The coroner added: "It is important that we learn from all of the lives that have been lost as a result of this terrible pandemic and to consider the wider policy implications from each and every one of these.
"Since this is a process which goes far beyond a coroner’s inquest and the prime minister has indicated his intention to hold a full public inquiry into the pandemic, I urge him to proceed with this as soon as practicable."
Mary Agyapong had been concerned about contracting coronavirus on the wards while heavily pregnant, her widower, Ernest Boateng, told Bedfordshire and Luton Coroner’s Court.
The senior nurse, who lived in Luton and was originally from Ghana, was admitted to hospital with breathing difficulties on 5 April.
Mr Boateng said his wife was "breathless, exhausted and weak". She was discharged later that day – something she was apparently unhappy with.
"I could not believe that she had been discharged from the hospital in her state, as she was so poorly," Mr Boateng said.
Ms Agyapong’s condition worsened and she was readmitted two days later, almost 36 weeks pregnant.
Her daughter was delivered by Caesarean section and transferred to the neonatal unit because she was premature.
Ms Agyapong was reportedly not allowed to hold her baby, also called Mary, after testing positive for COVID-19 earlier that evening.
The following day, 8 April, her condition worsened and she was taken to intensive care.
She died four days later.
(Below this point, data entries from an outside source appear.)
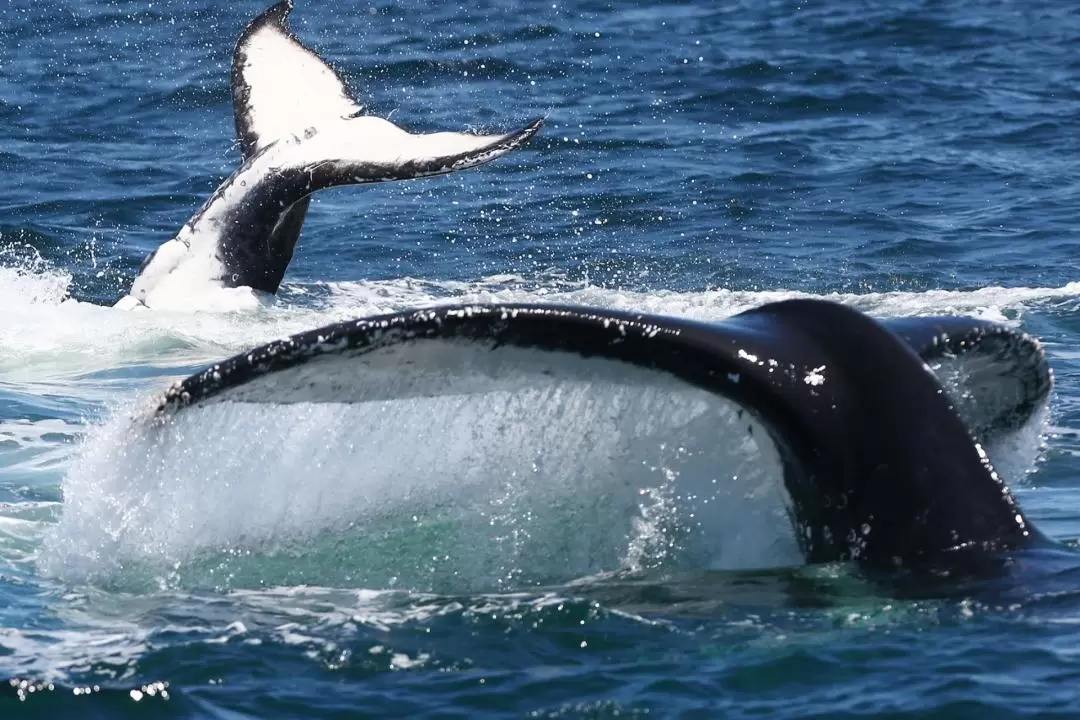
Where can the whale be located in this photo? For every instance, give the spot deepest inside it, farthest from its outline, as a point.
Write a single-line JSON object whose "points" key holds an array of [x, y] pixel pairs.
{"points": [[299, 131], [885, 466]]}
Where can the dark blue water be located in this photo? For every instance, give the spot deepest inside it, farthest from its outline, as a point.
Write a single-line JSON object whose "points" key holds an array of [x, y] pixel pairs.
{"points": [[699, 159]]}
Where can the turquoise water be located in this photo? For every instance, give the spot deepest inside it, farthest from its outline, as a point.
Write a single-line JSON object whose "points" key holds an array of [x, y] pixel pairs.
{"points": [[699, 159]]}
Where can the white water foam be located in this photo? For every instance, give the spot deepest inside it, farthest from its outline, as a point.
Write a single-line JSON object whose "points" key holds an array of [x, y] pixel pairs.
{"points": [[484, 470], [123, 494]]}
Mr Boateng did not have enough time to get to the hospital to say goodbye to his wife.
Mr Boateng told the court his wife was "very concerned about the situation involving COVID-19" and would shower as soon as she got home from work, sleeping in the spare room to protect her husband and young son.
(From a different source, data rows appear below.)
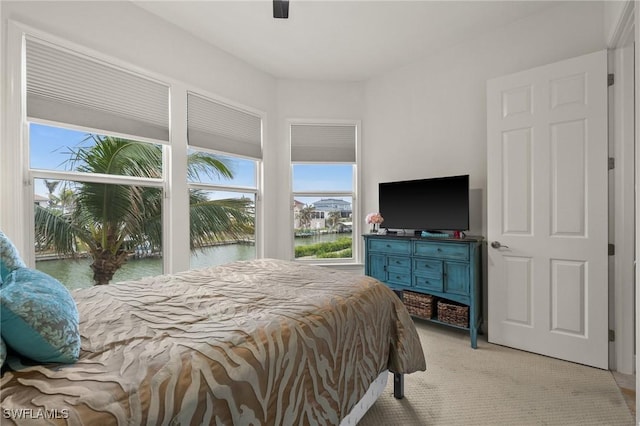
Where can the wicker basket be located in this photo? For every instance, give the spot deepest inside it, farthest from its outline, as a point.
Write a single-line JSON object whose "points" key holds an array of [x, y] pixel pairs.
{"points": [[453, 313], [418, 304]]}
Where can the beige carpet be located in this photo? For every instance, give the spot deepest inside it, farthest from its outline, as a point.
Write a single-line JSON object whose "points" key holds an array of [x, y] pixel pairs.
{"points": [[495, 385]]}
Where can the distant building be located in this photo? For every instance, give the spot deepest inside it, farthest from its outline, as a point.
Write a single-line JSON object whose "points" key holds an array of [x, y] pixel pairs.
{"points": [[41, 201], [327, 205], [320, 213]]}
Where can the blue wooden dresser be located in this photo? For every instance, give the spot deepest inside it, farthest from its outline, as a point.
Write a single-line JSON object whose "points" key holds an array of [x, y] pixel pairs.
{"points": [[443, 269]]}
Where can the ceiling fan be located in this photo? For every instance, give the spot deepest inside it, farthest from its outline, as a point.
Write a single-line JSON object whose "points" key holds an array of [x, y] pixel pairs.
{"points": [[281, 9]]}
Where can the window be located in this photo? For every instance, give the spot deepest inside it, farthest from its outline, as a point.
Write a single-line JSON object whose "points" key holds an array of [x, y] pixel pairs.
{"points": [[98, 206], [99, 149], [323, 179], [224, 188], [223, 192]]}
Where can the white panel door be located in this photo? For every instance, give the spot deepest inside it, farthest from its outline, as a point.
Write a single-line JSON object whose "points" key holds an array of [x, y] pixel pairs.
{"points": [[547, 210]]}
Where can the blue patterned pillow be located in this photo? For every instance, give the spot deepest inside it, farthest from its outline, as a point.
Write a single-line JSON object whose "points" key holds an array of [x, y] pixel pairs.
{"points": [[38, 317], [3, 352], [9, 257]]}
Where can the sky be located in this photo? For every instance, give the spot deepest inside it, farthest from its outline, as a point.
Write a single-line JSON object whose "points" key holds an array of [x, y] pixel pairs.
{"points": [[50, 149]]}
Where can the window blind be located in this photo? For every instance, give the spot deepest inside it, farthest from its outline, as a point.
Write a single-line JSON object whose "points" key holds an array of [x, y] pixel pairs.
{"points": [[332, 143], [216, 126], [72, 88]]}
Mr Boateng said he strongly believed his wife contracted coronavirus while at work, and also questioned why she was discharged from hospital on 5 April with a course of antibiotics, despite having COVID symptoms.
Dr William Manning, who discharged Ms Agyapong after her initial hospital admission, told the inquest he "suspected she had COVID-19" but sent her home because she did not require oxygen.
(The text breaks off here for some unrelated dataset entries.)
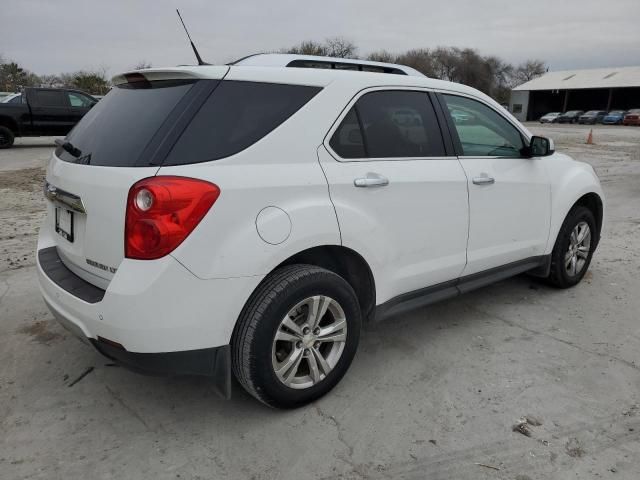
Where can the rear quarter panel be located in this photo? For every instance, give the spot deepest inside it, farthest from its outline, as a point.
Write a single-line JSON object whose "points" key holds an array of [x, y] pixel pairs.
{"points": [[280, 170]]}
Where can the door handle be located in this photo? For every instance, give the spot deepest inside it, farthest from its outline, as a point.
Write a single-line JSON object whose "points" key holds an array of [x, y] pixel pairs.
{"points": [[371, 180], [483, 180]]}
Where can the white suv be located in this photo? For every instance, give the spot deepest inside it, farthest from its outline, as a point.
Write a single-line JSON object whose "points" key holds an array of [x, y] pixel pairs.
{"points": [[250, 218]]}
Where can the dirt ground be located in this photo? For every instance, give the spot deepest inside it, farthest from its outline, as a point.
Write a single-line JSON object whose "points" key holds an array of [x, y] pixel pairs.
{"points": [[514, 381]]}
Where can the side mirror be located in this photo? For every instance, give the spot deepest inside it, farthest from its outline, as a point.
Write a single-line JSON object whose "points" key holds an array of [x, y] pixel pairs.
{"points": [[540, 147]]}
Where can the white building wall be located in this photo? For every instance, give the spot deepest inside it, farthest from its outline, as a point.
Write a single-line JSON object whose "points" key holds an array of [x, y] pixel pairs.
{"points": [[519, 104]]}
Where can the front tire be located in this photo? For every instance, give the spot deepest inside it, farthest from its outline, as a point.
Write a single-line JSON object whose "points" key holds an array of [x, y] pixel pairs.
{"points": [[296, 336], [6, 137], [574, 248]]}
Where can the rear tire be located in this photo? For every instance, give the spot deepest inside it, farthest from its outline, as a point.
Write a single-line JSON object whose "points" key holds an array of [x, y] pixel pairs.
{"points": [[574, 248], [6, 137], [269, 336]]}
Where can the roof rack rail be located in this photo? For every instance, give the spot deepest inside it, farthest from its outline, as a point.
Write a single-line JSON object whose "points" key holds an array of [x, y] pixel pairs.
{"points": [[333, 63]]}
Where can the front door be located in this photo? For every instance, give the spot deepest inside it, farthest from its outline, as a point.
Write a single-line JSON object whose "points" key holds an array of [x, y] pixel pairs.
{"points": [[509, 195], [400, 200]]}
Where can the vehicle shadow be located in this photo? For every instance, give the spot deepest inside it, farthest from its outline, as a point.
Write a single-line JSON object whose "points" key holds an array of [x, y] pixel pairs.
{"points": [[188, 400], [35, 145]]}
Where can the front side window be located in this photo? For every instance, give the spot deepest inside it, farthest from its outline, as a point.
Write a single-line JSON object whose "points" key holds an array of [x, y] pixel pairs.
{"points": [[389, 124], [51, 98], [79, 100], [482, 131]]}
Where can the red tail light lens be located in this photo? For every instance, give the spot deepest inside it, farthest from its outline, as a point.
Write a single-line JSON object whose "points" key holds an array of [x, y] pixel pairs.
{"points": [[162, 211]]}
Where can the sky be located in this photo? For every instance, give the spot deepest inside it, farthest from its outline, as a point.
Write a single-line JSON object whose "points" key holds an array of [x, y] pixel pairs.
{"points": [[53, 36]]}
"She didn’t seem particularly happy to go home," Dr Manning added.
Other medical staff said they were satisfied with the care given to Ms Agyapong, adding that her condition deteriorated rapidly.
Dr Deborah Shaw, an intensive care consultant who saw Ms Agyapong the day after she gave birth, said: "I was very happy with the level of care she was getting."
Dr Muhammad Peerbhoy, a consultant physician who saw the patient the same day, added: "In my opinion, I think the treatment was proportionate."
Coroner Emma Whitting said previously that she had not been alerted to any systemic failures at the hospital.
Ernest Boateng, speaking after the conclusion of the inquest, said: "The sudden death of my wife and the mother of our two children has been the hardest pain to bear.
"I am glad that those who were involved in Mary’s care in the final weeks of her life have had to give a full account of what happened.
"I hope that the fact that they have had to do so will remind them of the need to always give the best possible care to women in Mary’s situation – especially black women who are themselves on the frontline of healthcare."
He added: "I do not want Mary to die in vain and hope that changes can be made to ensure that all women who reach 20 weeks of pregnancy be allowed to work from home or be suspended on full pay, as no family should ever have to go through what I have."
Mr Boateng’s solicitor, Suzanne White, said: "Ernest will take time to reflect on the accounts that have been given and will now consider his next steps."
David Carter, chief executive of Bedfordshire Hospitals NHS Foundation Trust, said: "Mary was a highly valued and loved member of our team and a fantastic nurse, and we still feel her loss.
"We are reassured that the coroner has found no areas of concern regarding our support for, or care of Mary, and I would like to pay tribute to our staff who did everything they could for Mary in hugely challenging circumstances."
A crowdfunding campaign for Ms Agyapong’s two children, set up following her death, has raised almost £200,000 to date.